They're scanned images, not flowers

Community Topic(s):

Keywords: image cleanup, OCR. ICR, quality, Image

Current Rating:
(0 ratings)

Of course you want your scanned images to look as pretty as possible on the screen, but who’s to say what the OCR engines agree with your conditions for beauty.  This blog post, perhaps a slap in the face, is about why you can over clean scanned images, to the point where your recognition accuracy decreases.

There is software that cleans up images so that document recognition technology has the best fighting chance at accuracy, there is also software makes scanned images look as if they originated digitally.  Very often these two technologies come bundled together.

This sounds good, but has gotten many companies in trouble.  Especially those doing large volume document scanning.  Why?  Because it would not be unheard of for the technology that makes the image look good on the screen, hurts the image for recognition technologies OCR, ICR, etc.  The logic is simple.  The algorithms to do this image manipulation were created with two very different purposes in mind.

Image cleanup for viewing was created by looking at before and after images. Much like your eye doctor asks you very softly, “One or two? Two, or three?”  the developers of this technology opened the original image on one monitor, the new image with the proposed new algorithm on another, and saw which was better.  The assumption was that if it looks better it will recognize better, which we will find out was not the case.

Image cleanup for OCR was a similar before and after scenario.  The developers took images, often on a character level, and test the OCR engine on them before and after the proposed new image cleanup algorithm.  If the accuracy was better ( i.e. correct recognition and percentage of uncertainty decreased ), then it was implemented.

To confuse you a little, I’ve yet to find a case where image cleanup for OCR was not also good for viewing, but found many cases where image clean-up for viewing was bad for OCR. The reality is, you can clean your images too much.  Here is how you know.

If you cleanup typographic text too much, it looks to the OCR engine like a graphic.  Because of this the OCR engine skips it, this results in what is called a “high confidence blank”.  If you cleanup handprint too much, well, just don’t do it.  Image cleanup for hand printed text is removing portions of a hand stroke, the very information Intelligent Character Recognition (ICR, technology for reading handprint) uses to figure out what letters are.

Here are some tips. Stick to image clean up for the desired purpose of the scan.  If the image is simply for viewing, clean it up to perfection.  If it’s for OCR, stick to those settings most conducive to OCR.  If it’s both, that is not a problem as many scanners and software support what is called “dual stream”, one image going two paths.  Enhanced for OCR goes to recognition software, enhanced for viewing to a ECM system. Cleanup that is good for OCR and ICR is:

  1. Despeckle ( unless dot-matrix font )
  2. Line Straightening
  3. Basic Thresholding
  4. Background removal
  5. Correction of Linear Distortion
  6. Dropout
  7. Line Removal ( sometimes )

Bad for OCR and ICR is:

  1. Adaptive Thresholding: Often causes a condition called “Fuzzy Characters”. “c”'s will be “e”'s. For handprint you often remove portions of characters.
  2. Character Regeneration: Removes critical information important to OCR and ICR processes. If you use it in OCR ( Machine-Print ) you will notice more “high confidence blanks”, the characters are so perfect they look like images to the OCR engine and are ignored. In ICR ( Hand-Print ) you will damage the hand stroke of the characters thus confusing the ICR algorithms and reducing trainings ability to understand the subject and this ultimately reduces accuracy.
  3. Line Removal: Bad line removal makes bad OCR. Line fragments really interfere with OCR and ICR processes.

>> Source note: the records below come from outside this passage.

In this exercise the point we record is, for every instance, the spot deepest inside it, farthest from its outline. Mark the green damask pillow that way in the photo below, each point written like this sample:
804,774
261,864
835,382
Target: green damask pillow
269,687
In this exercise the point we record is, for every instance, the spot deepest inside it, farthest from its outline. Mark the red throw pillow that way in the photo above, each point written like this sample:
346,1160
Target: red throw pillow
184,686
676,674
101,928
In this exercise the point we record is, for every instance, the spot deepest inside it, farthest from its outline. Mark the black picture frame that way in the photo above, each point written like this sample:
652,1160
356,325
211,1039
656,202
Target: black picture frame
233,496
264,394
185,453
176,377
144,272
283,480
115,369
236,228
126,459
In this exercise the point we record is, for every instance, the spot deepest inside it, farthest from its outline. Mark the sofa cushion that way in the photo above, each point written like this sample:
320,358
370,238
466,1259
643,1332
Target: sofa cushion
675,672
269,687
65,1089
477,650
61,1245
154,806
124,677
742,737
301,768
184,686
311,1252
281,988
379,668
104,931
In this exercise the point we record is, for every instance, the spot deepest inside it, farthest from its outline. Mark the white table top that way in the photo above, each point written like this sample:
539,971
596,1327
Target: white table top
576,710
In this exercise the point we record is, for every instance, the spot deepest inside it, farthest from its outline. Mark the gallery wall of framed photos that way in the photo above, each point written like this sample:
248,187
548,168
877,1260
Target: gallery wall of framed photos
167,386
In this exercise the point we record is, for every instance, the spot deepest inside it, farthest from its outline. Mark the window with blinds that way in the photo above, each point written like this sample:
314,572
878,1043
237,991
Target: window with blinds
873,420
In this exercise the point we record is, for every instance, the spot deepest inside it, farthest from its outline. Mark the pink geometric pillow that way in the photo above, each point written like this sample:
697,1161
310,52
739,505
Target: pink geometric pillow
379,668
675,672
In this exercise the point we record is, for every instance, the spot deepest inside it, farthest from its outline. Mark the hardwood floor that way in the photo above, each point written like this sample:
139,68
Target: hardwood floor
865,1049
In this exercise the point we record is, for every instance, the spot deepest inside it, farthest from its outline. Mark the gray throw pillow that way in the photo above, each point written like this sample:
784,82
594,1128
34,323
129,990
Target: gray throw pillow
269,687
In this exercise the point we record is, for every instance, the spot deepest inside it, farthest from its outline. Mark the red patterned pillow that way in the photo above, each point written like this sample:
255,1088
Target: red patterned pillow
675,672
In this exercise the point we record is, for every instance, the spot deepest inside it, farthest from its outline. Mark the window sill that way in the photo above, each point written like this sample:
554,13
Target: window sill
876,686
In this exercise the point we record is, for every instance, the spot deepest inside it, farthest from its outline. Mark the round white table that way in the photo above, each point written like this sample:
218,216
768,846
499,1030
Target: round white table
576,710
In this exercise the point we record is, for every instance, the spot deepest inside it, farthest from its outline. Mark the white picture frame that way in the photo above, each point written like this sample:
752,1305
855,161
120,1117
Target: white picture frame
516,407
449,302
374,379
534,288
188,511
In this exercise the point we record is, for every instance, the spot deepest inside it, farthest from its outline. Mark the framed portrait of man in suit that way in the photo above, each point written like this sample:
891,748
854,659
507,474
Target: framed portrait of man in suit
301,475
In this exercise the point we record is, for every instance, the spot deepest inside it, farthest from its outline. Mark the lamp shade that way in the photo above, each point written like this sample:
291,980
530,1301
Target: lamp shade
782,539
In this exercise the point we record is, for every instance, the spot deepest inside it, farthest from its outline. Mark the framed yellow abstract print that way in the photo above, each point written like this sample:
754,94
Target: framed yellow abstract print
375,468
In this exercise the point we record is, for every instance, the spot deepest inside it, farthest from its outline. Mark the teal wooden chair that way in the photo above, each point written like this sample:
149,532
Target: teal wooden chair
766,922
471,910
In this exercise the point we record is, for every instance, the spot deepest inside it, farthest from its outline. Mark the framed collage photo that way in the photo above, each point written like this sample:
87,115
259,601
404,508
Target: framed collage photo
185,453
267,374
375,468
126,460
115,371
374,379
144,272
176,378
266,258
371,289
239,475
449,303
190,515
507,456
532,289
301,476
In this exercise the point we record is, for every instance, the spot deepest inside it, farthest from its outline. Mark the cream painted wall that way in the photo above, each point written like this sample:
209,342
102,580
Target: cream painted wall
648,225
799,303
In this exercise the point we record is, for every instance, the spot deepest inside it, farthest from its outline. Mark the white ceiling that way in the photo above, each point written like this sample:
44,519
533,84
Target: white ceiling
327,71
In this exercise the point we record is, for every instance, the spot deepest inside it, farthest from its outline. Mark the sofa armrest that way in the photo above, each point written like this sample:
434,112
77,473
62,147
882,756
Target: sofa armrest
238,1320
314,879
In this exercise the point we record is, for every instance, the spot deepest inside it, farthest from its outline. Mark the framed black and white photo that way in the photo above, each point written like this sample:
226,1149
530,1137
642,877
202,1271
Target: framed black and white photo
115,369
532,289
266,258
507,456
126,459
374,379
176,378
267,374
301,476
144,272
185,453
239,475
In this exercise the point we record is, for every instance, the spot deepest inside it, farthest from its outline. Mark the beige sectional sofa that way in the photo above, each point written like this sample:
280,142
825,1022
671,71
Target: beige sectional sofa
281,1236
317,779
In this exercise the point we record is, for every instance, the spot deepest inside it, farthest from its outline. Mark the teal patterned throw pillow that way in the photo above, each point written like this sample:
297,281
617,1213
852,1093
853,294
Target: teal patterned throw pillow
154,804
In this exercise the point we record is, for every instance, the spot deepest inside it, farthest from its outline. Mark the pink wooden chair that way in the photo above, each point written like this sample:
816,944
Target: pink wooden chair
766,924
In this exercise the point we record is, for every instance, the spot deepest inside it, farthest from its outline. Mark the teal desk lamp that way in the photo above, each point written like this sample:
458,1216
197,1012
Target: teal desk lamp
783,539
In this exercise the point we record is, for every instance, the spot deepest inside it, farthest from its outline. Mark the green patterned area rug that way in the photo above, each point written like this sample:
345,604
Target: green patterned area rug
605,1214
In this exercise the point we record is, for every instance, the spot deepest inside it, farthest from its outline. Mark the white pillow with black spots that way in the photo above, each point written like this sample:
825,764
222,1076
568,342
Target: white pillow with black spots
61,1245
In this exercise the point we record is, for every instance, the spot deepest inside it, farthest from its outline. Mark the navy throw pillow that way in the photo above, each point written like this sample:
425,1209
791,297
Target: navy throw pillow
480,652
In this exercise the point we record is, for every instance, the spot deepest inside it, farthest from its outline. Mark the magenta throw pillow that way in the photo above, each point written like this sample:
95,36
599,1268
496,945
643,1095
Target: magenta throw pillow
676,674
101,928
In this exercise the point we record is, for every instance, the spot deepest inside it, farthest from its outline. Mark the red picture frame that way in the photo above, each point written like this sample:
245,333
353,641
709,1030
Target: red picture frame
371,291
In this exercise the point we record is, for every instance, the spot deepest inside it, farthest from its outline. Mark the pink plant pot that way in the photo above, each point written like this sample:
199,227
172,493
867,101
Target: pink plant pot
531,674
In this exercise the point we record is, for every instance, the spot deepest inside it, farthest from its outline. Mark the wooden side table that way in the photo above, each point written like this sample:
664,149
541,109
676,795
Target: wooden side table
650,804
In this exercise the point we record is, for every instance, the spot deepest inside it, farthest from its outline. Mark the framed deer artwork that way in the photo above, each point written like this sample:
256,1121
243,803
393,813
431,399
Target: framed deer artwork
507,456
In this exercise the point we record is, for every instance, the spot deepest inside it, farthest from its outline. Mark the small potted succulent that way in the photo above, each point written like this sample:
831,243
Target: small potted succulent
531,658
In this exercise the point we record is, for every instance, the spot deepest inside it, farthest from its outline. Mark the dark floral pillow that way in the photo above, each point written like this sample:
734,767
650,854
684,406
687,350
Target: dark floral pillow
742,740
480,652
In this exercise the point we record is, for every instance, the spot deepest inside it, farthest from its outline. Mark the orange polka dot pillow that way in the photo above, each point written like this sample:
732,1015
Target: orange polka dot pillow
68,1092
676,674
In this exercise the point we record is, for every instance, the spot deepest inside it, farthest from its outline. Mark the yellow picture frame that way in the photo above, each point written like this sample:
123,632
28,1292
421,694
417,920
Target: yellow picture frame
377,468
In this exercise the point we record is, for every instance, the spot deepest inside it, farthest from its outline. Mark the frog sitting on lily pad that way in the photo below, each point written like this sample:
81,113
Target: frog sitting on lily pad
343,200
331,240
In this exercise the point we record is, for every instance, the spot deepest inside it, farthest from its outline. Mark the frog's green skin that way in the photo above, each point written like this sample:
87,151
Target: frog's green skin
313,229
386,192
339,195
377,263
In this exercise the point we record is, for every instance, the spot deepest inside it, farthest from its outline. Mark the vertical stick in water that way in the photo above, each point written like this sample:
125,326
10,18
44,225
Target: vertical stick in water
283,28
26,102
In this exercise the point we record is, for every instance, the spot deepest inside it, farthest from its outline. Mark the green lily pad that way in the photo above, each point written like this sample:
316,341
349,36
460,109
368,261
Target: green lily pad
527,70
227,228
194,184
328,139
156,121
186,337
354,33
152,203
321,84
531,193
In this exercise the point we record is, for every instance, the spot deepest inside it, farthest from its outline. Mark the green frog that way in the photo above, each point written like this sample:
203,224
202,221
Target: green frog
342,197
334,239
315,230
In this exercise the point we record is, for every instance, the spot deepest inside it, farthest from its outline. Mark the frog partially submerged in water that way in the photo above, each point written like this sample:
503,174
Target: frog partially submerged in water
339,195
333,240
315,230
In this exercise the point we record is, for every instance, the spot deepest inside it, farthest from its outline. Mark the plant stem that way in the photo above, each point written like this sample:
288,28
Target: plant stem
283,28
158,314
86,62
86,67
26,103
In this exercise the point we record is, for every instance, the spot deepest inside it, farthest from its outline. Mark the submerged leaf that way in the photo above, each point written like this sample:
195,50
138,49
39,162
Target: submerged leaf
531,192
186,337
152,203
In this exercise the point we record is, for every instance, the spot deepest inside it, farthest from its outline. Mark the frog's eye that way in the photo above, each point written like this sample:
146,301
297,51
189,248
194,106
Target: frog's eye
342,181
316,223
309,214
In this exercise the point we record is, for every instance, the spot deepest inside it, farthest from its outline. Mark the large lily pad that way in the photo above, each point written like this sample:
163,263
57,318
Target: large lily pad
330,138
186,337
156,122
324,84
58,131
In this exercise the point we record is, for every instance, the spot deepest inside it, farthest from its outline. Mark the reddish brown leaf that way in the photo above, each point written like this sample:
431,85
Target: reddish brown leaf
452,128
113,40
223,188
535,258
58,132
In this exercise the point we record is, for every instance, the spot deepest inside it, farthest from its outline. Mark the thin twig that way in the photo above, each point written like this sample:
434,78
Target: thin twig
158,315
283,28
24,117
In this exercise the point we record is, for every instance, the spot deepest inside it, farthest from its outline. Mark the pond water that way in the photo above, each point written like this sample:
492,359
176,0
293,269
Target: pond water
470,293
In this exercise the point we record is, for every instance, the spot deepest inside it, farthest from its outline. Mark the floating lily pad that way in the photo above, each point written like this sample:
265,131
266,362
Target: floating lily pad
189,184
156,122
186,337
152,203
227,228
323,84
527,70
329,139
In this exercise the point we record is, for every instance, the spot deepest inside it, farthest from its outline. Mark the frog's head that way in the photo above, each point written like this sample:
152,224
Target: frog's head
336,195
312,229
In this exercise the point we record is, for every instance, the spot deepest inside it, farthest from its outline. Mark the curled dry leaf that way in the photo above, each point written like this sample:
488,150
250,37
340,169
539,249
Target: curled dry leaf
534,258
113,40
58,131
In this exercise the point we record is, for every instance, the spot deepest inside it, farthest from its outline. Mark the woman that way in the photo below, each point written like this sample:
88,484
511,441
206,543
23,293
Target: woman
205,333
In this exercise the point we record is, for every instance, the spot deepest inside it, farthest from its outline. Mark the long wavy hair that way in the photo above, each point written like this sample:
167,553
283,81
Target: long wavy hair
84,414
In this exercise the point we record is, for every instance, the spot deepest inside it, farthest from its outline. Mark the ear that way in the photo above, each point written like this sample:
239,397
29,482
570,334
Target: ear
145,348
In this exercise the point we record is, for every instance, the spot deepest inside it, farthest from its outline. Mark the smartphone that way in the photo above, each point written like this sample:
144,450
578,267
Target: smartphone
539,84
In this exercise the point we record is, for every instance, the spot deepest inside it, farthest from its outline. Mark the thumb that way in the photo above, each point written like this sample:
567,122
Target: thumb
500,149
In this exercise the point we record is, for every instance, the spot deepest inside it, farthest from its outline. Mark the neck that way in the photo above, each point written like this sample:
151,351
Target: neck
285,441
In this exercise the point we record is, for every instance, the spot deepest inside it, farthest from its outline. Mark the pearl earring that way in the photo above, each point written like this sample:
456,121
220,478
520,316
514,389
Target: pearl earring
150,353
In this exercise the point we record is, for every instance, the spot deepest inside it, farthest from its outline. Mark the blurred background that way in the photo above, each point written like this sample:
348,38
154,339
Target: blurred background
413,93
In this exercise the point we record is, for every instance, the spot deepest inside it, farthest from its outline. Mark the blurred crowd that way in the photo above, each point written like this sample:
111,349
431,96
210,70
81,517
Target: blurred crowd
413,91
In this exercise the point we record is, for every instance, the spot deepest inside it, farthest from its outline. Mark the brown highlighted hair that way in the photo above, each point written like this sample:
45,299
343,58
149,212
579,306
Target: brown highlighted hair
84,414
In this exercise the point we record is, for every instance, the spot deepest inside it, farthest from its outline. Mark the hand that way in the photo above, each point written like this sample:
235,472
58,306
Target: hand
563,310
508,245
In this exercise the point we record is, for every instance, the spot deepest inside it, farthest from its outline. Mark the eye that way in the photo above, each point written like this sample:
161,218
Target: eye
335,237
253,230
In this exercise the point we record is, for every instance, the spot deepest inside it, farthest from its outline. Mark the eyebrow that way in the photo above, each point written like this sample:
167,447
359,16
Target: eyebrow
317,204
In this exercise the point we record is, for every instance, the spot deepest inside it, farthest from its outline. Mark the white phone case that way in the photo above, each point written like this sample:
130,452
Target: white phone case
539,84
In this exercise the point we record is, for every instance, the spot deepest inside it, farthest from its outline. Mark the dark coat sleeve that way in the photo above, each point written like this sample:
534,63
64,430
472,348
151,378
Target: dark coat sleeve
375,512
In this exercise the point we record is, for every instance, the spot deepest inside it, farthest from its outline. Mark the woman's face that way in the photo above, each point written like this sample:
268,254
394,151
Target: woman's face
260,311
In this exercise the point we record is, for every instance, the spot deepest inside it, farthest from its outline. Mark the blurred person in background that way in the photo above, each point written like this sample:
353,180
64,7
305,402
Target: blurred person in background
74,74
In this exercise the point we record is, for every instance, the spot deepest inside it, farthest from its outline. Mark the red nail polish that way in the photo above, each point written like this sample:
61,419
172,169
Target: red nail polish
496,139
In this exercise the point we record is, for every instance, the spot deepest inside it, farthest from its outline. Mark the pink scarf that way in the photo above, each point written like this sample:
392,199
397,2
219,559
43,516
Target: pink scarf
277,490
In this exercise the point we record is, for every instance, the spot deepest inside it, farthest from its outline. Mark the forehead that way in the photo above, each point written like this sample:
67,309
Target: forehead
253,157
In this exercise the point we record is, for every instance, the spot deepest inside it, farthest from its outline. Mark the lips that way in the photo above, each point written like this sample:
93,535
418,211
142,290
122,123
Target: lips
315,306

So there you have it.  It is not as clear cut as, the prettier the image the better the recognition.  Although this can be used as a general guide it’s not the fact, it is an assumption that has limited the success of recognition projects.  The simple answer to all of this is, drum roll, test!  Test just as the developers did when creating the technology.  Alternatively, you can become like me, and slowly develop a built in OCR result predictor.  I do not recommend the later, as it does not promote social life.

Report

Rate Post

You need to log in to rate blog posts. Click here to login.

Add a Comment

You need to log in to post messages. Click here to login.

Comments

Sanooj Kutty

If I had come across something like this before, I could have been relieved from the challenges faced in earlier projects...
...and that Cyrillic Character would not have been misread as a Barcode leading to errors. Alas, the painful backtrack was inevitable.
...and that image cleanup would not have cleared some valuable information too.

Must read for all!
Report
Was this helpful? Yes No
Reply

Amila Hendahewa

Good read. I had the bitter experience of loosing some characters due to line removal.
Report
Was this helpful? Yes No
Reply

Mike Morper

Great article, but I must admit I was surprised to see the adaptive thresholding remark. If it wasn't for adaptive thresholding, the ability to successfully extract text from screened areas in documents would be quite difficult. Think bills of lading, etc. Adaptive thresholding effectively re-evaluates the point in which a pixel should stay black or drop out. If that decision is made only in the first few scan lines of a page, OCR results may not be quite what we'd all like to see later in the document when a screened (especially a graduating screen) is introduced. My two cents :)
Report
Was this helpful? Yes No
Reply
Chris Riley, ECMp, IOAp

Mike,

I think you are referring simply to binarization. The conversion of all images to 2-bit. This of course is necessary as that is the level at which all OCR engines look at images. Unfortunately the term adaptive threshold has come to mean many things, but it is not binarization. What I'm talking about here happens after the binaraized threshold has been determined already by the software, but in certain places in the document the threshold altered. What happens when characters are printed on a gray background of some sort or next to a color, they color ends up staying because in that case the "adaptive" part of the algorithm determines that those pixels belonged with the text which met the original threshold.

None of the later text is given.